Within five years of coming to power, Dr. Bolotti's government, through
a series of executive decrees, massive nationalizations, and public
executions, permanently transformed the US. Within a decade of his
ascension to power, Dr. Bolotti and his allies in Latin America had
transformed the entire Western Hemisphere. Bolotti became a hero to
hundreds of millions of people who wanted an end to the chaos brought
about by globalization and free-market ideologies. "The end of chaos"

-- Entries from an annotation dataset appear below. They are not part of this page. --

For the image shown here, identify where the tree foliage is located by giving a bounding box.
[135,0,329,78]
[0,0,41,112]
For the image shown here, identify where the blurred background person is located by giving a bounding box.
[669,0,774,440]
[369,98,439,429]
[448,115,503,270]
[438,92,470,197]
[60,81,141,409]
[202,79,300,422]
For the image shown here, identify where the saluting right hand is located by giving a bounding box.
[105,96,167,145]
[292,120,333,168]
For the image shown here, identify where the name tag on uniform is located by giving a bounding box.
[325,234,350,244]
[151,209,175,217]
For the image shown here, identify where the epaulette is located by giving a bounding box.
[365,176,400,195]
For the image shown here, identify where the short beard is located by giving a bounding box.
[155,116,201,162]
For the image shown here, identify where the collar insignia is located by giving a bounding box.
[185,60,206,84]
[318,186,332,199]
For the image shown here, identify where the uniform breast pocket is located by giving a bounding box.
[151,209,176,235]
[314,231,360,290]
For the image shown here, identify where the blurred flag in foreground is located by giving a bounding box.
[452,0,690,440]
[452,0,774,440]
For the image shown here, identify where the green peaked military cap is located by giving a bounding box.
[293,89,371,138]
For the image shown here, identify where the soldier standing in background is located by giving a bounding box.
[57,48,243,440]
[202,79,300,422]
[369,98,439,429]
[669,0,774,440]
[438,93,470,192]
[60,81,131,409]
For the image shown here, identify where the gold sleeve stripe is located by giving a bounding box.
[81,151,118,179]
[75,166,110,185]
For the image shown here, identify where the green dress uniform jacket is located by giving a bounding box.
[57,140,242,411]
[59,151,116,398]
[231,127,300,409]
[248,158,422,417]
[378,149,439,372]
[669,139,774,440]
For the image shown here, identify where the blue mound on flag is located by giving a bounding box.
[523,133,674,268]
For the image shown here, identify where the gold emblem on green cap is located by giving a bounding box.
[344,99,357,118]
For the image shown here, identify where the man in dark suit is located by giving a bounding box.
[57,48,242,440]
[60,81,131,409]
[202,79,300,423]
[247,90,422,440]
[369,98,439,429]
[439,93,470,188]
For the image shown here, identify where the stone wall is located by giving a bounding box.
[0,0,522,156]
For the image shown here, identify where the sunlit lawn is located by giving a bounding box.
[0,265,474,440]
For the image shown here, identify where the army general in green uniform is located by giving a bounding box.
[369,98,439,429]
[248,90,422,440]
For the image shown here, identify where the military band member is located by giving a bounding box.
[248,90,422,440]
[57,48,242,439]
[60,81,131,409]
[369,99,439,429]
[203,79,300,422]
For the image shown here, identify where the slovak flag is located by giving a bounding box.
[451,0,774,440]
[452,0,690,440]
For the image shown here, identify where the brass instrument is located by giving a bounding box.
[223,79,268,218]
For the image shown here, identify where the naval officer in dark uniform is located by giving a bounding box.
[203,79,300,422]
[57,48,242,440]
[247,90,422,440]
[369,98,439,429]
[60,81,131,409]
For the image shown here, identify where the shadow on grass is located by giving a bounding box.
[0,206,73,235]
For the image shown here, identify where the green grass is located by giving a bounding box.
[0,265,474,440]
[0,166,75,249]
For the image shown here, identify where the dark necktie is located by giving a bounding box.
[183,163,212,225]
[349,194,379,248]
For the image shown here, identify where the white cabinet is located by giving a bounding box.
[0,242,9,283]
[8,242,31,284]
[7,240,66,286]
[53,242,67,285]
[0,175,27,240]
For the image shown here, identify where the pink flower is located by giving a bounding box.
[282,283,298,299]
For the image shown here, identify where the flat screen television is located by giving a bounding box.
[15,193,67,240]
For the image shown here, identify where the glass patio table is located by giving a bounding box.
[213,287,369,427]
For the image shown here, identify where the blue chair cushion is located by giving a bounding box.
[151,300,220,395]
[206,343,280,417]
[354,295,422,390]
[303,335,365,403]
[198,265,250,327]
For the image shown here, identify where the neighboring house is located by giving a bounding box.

became a slogan that resonated throughout the Western Hemisphere and
later throughout most of Europe. Bolotti's world became one of workers
and government policy. There was no room in Bolotti's world for
activists, criminals, and entrepreneurs. Bolotti surprised his critics
by not systematically moving against organized religion, but church
leaders learned very quickly not to express any opinions on
public policy.
William Bolotti and his allies were ruthless to their enemies. During
the first several years of the Nationalist Party's rule in the US,
nearly two million people were executed. As Nationalist Parties took
over Latin America, another 9 million were executed there. As the
Nationalist movement swept Europe, another 5 million were executed. US
forces annihilated three entire Middle Eastern countries when terrorists
launched attacks in North America. The rise of Nationalism was as bloody
as it was efficient.
Institutions throughout the Western world changed as the Nationalist
movement took over. Education, health care, labor laws, working
conditions, environmental conditions, and law enforcement became
standardized throughout the Nationalist world. Bolotti himself set most
of the standards. The dictator even went as far as heading a committee
that met on a yearly basis to approve the public education curriculum
and textbooks used in Nationalist countries. He also directed the US
National Censorship Board and personally reviewed many video and audio
productions. He was active in setting health policy and environmental
laws, always making decisions after listening to testimony from experts
in respective fields.
People throughout the Western World settled into secure lives,
guaranteed employment, and fixed working conditions. Life became less
interesting, but also much less stressful. Bolotti aggressively sought
to eliminate the social factors that caused crime, substance abuse, and
unemployment. Censorship laws, the banning of advertising, the seizure
of the Internet, and the closing of the professional entertainment
industry profoundly changed popular culture. The entertainment networks
vanished as radio and television stations became independent of each
other and played locally produced music. There was no gambling, no
businesses permitted to be open past 10 pm, and no violence permitted in
sporting events or portrayed in the media. The large corporations that
dominated the US prior to Bolotti's rise to power ceased to exist with
the first wave of nationalizations and executions. The abolition of corporate boardrooms removed any ability of businesses to influence
public policy. The Nationalist leaders had no desire to have to compete
with business executives as they created public policy.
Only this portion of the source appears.